England,  ER,  Western Europe

Dr. John Snow-  The father of modern epidemiology

John Snow memorial and public house on Broadwick Street, Soho Photo Credit- CC BY-SA 2.0
John Snow memorial and public house on Broadwick Street, Soho Photo Credit- CC BY-SA 2.0

Clean water is essential for life.  Without it, we die quickly of horrible diseases.  As modern life progressed, our cities got dirtier and dirtier.  Cities realized quickly they needed to do something to get the streets cleaner.  In 1858, the city of Chicago even had all of its buildings lifted four feet to make room for a sewer.  Other cities followed suit, which was good.  One problem.  Most of the sewers emptied into water sources.  The water in Chicago, for example, was so bad that dead fish would show up in bath water.  Residents nicknamed their water “chowder”.  The introduction of the flush toilet made the water supply worse.  It could be called a catastrophic success, as the rapid adoption overloaded the sewer system with waste.
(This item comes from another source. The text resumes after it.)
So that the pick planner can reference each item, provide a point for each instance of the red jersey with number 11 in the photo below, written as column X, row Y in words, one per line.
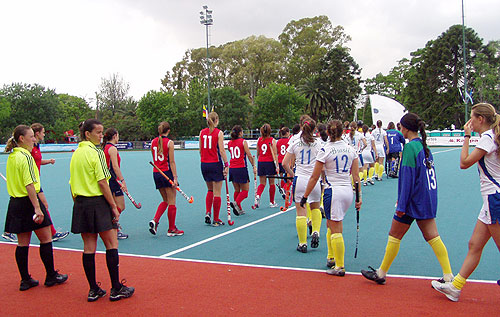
column 160, row 159
column 209, row 146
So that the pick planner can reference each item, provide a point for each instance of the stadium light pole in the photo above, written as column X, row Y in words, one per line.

Things were not much better across the Atlantic in England.  Cholera was running rampant.  No one knew where the disease came from.  In fact, most people thought it came from bad air.  Into this epidemic, enter John Snow.  Not the guy from Game of Thrones, but Dr. John Snow of York, England.  Growing up in a poor neighborhood in York, at 14 he became apprenticed to a surgeon in Newcastle on Tyne.  A cholera outbreak swept into Newcastle from Sunderland, and Snow worked with the miners as they fell sick.  Despite being in the same fetid environment, Snow did not get sick.  This planted an idea in his mind, but it did not take root until later.
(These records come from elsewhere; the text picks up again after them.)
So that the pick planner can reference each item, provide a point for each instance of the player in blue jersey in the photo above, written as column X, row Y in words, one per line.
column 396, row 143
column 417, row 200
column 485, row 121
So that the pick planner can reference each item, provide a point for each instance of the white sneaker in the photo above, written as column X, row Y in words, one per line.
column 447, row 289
Snow moved onto work at Westminster hospital in London in 1837, and completed his studies at the University of London in 1844.  In 1854, an outbreak of cholera in Soho.  Most people ran in terror, but Dr. Snow risked his life to try and understand the cause of the disease.  He theorized that the cause of cholera must be not from air, but from water.  Clean water was a premium in London as most water was pumped from shallow wells and carried into individual homes.  There were water lines for upper class houses that brought water directly from the Thames.  However, cross contamination from the hodge podge of sewers was easy and happened often.  Snow set out to get the data to prove his theory.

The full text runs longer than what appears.